The report states that the framework allows the EDC to finance projects with known adverse impacts, if the impacts can be justified by undefined anticipated positive aspects of such projects.
``This opens the door for the EDC to allow for significant adverse human rights, environmental and social impacts in developing countries to be justified on the basis of economic gains to Canada -- even if the impacts violate international standards,'' said Pam Foster, spokeswoman for the working group.
The EDC responded immediately to the report, holding a press conference yesterday morning on Parliament Hill, right after one held by the working group, to denounce the accuracy of the report. It defended its environmental assessment framework, estimating that it rejects about one-third of the proposed projects for financing while improving other projects by demanding changes.
EDC officials say three of the projects cited in the report do in fact meet World Bank standards -- which the working group calls for the EDC to adopt as a minimum.

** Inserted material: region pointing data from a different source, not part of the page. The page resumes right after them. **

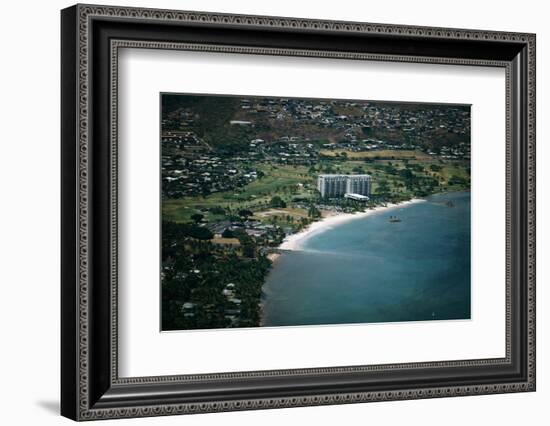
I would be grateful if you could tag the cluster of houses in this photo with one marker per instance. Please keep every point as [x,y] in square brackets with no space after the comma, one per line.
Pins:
[191,167]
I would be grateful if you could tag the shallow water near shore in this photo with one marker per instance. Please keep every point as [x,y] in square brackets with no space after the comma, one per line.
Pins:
[370,270]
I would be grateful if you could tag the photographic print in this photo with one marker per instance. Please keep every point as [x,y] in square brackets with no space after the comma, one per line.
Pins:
[281,211]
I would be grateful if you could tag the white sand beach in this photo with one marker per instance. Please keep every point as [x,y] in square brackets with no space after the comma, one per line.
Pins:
[296,241]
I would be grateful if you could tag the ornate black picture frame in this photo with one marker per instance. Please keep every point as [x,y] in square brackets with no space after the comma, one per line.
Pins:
[91,387]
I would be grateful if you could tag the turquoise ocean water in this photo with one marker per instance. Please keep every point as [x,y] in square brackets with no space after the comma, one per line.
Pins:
[370,270]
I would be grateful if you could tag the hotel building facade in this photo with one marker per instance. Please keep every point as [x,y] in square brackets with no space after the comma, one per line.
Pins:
[335,186]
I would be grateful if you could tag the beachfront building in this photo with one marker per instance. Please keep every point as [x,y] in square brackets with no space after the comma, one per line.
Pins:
[336,186]
[332,186]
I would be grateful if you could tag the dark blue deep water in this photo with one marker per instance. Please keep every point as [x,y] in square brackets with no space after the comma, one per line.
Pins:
[370,270]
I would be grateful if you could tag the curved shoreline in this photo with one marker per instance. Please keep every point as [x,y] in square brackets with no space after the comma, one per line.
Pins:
[297,240]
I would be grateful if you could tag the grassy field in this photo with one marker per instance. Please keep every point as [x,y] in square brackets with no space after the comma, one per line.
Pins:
[284,181]
[290,182]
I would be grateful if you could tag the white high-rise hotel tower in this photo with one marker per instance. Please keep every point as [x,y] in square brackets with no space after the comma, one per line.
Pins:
[333,186]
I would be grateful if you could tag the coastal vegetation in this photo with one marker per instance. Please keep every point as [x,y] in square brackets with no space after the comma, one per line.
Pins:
[238,175]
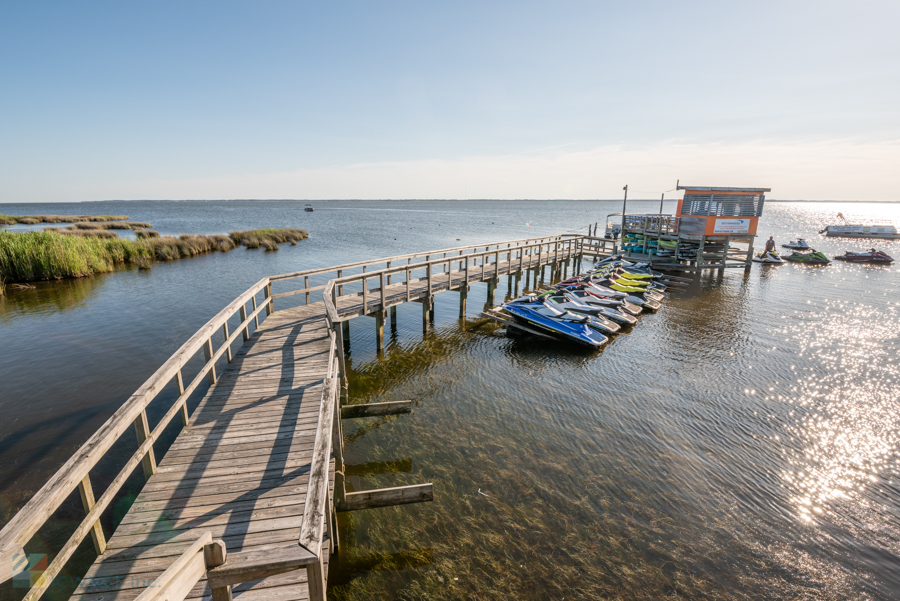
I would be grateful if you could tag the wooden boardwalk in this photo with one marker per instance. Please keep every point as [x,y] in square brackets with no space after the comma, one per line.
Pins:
[257,471]
[240,468]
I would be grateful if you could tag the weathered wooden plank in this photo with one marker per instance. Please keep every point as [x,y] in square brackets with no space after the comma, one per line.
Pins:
[376,409]
[386,497]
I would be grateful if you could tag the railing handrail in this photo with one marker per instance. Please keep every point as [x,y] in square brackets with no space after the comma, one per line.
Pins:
[423,264]
[76,471]
[320,270]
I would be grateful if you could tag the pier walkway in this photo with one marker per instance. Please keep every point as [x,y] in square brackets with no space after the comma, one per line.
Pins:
[242,503]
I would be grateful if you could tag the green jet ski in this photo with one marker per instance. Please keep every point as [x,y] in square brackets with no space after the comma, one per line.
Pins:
[813,258]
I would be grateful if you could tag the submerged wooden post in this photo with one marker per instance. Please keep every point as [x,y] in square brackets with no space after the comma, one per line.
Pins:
[179,381]
[142,429]
[749,262]
[463,295]
[379,330]
[426,312]
[492,287]
[208,353]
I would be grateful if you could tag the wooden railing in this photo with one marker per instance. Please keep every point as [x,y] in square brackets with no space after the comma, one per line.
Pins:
[413,260]
[75,473]
[316,523]
[481,264]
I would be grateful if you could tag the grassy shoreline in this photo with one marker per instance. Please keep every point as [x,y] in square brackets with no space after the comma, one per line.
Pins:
[50,255]
[33,219]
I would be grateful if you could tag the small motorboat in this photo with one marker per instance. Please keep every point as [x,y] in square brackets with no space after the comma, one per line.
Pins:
[559,324]
[770,257]
[800,244]
[812,258]
[871,256]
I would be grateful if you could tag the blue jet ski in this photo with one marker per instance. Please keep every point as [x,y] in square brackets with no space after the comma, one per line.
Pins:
[559,324]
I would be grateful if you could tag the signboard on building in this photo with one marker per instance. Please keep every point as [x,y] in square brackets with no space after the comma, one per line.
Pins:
[732,226]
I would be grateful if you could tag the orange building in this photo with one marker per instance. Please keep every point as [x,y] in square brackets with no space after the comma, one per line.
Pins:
[707,211]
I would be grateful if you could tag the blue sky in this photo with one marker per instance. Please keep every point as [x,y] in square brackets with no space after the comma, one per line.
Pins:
[127,100]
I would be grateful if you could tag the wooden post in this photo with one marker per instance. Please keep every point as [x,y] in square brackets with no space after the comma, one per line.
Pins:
[246,332]
[426,312]
[179,381]
[208,353]
[725,254]
[214,555]
[379,330]
[142,429]
[87,501]
[492,287]
[339,343]
[228,348]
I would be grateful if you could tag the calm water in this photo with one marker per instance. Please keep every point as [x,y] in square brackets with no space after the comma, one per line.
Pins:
[740,443]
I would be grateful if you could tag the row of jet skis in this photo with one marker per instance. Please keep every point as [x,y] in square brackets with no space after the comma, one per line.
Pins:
[587,308]
[803,253]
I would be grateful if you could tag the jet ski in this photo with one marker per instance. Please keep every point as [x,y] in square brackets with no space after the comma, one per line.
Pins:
[631,290]
[560,301]
[813,258]
[559,324]
[800,244]
[606,310]
[872,256]
[771,257]
[605,294]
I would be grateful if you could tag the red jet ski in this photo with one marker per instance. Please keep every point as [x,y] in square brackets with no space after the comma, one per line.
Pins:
[872,256]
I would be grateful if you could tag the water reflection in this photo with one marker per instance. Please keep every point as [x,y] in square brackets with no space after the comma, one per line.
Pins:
[49,297]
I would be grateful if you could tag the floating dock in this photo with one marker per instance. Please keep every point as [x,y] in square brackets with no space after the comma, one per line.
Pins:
[713,228]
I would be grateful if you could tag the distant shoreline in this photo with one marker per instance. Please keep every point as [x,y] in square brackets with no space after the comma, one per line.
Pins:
[78,202]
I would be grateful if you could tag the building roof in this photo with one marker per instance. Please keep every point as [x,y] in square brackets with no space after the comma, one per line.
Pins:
[718,189]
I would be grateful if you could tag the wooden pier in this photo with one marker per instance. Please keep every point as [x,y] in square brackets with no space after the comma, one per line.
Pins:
[242,503]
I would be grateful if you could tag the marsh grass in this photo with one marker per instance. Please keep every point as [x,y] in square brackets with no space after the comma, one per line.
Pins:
[33,219]
[96,233]
[109,225]
[50,255]
[268,238]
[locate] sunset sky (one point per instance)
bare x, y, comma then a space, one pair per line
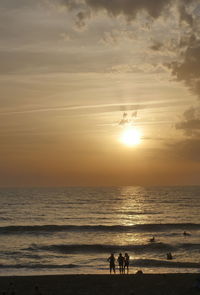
75, 74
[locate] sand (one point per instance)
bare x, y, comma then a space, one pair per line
145, 284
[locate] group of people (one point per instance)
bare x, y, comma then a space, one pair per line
123, 262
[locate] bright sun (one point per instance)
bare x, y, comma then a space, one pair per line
130, 136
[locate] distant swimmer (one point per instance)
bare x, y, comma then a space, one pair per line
111, 259
169, 256
152, 240
186, 234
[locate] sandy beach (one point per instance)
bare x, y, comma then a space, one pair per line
155, 284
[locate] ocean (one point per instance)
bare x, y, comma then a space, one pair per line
73, 230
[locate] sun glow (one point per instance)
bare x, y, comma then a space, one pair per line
131, 136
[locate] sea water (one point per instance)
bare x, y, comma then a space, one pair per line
73, 230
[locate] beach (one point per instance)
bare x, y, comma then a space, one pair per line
137, 284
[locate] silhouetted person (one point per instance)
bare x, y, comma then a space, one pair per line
11, 289
152, 240
186, 234
126, 262
169, 256
111, 259
120, 260
37, 291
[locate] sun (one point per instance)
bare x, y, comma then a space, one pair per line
131, 136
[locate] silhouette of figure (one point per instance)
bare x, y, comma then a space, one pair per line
169, 256
11, 289
126, 262
152, 240
120, 260
37, 290
186, 234
111, 259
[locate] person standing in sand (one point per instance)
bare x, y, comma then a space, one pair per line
111, 259
121, 263
126, 263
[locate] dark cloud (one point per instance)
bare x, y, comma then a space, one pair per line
185, 16
129, 8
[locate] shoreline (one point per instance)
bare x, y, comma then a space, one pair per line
96, 284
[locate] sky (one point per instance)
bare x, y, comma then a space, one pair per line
75, 74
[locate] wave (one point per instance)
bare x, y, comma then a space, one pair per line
38, 265
134, 263
162, 263
32, 229
100, 248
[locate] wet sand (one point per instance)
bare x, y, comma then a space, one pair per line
144, 284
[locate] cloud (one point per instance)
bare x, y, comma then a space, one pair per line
191, 122
127, 119
185, 16
129, 8
187, 149
188, 70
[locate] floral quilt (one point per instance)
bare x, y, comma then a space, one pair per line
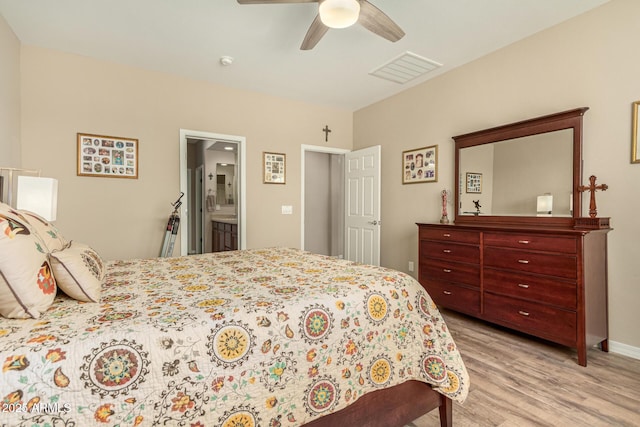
272, 337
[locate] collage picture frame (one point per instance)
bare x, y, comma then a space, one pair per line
420, 165
107, 156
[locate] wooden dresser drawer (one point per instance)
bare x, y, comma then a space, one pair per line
450, 251
434, 269
565, 266
532, 242
450, 235
534, 318
545, 290
454, 297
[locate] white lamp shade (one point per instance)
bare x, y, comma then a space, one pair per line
339, 13
545, 204
38, 195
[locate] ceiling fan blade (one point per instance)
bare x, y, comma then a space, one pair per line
376, 21
275, 1
314, 34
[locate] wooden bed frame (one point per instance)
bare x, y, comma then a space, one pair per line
392, 407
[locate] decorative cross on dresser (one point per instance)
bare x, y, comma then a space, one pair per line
592, 187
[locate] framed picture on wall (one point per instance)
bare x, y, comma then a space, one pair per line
107, 156
420, 165
274, 166
474, 182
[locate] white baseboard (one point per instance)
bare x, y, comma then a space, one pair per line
624, 349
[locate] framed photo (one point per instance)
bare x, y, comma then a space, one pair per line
107, 156
474, 182
635, 155
420, 165
274, 166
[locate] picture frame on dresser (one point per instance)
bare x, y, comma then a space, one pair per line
474, 182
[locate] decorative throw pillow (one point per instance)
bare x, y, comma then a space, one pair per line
79, 271
47, 231
27, 286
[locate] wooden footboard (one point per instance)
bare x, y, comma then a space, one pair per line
393, 407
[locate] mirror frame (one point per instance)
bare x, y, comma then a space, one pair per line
571, 119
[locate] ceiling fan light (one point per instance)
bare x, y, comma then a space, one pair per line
339, 13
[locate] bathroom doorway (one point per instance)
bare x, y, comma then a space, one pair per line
214, 155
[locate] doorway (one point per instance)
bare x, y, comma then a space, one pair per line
199, 148
323, 214
358, 229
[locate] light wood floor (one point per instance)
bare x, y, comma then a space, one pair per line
517, 380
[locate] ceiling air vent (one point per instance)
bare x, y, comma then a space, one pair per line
405, 67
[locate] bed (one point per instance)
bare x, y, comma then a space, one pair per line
270, 337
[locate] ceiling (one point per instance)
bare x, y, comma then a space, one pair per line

Ms. Foster responded by saying the group is referring to current World Bank standards and not those of 10 years ago.
``The EDC's credibility at the press conference has to be questioned after their officials said the corporation is adequately disclosing information to the public. Everyone knows that is not true,'' said Ms. Foster.
The EDC is not covered by the Freedom of Information Act and has been sharply criticized for keeping billions of dollars in loans secret in foreign countries. Officials say the EDC is restricted by business confidentiality but it encourages its sponsors to release information about the projects.
The working group said it was releasing the report as the EDC undergoes legislative review by cabinet. The report recommends the EDC require project information to be disclosed publicly at least 60 days before approval by its board.
The report listed the EDC's loans of $18.2 million for the Urra Hydro Project in Colombia; $155 million towards the Three Gorges Dam in China; $430 million for a Candu reactor in South Korea; $20.5 million for the BioBio Dam in Chile; $86.4 million for the Yacyreta Dam in Argentina and Paraguay; $1.36 million towards the Copper Mine in Papua New Guinea.
As well, billions of dollars in financing for Candu reactors in Romania, Turkey, China and Argentina were included in the report.
The report portrayed the Urra Hydro Project in Colombia as a devastating project, saying it has destroyed the traditional food supply of the indigenous people, forcing many off their land and increasing malnutrition.
It also said that Amnesty International has reported that six protesters against the project were killed by paramilitaries with alleged links to the Colombian army, while 10 more have ?`disappeared.''
``EDC argues that it will uphold host country laws. In the case of the Urra dam in Colombia, EDC failed to even do that, resulting in a court injunction,'' said the report.
``Host country laws, in letter or spirit, may not adequately ensure that EDC would not be financing a disaster.''
Members of the NGO Working Group on the EDC include Democracy Watch, International Centre for Human Rights and Democratic Development, MiningWatch Canada, Canadian Auto Workers, Canadian Labour Congress and Project Ploughshares.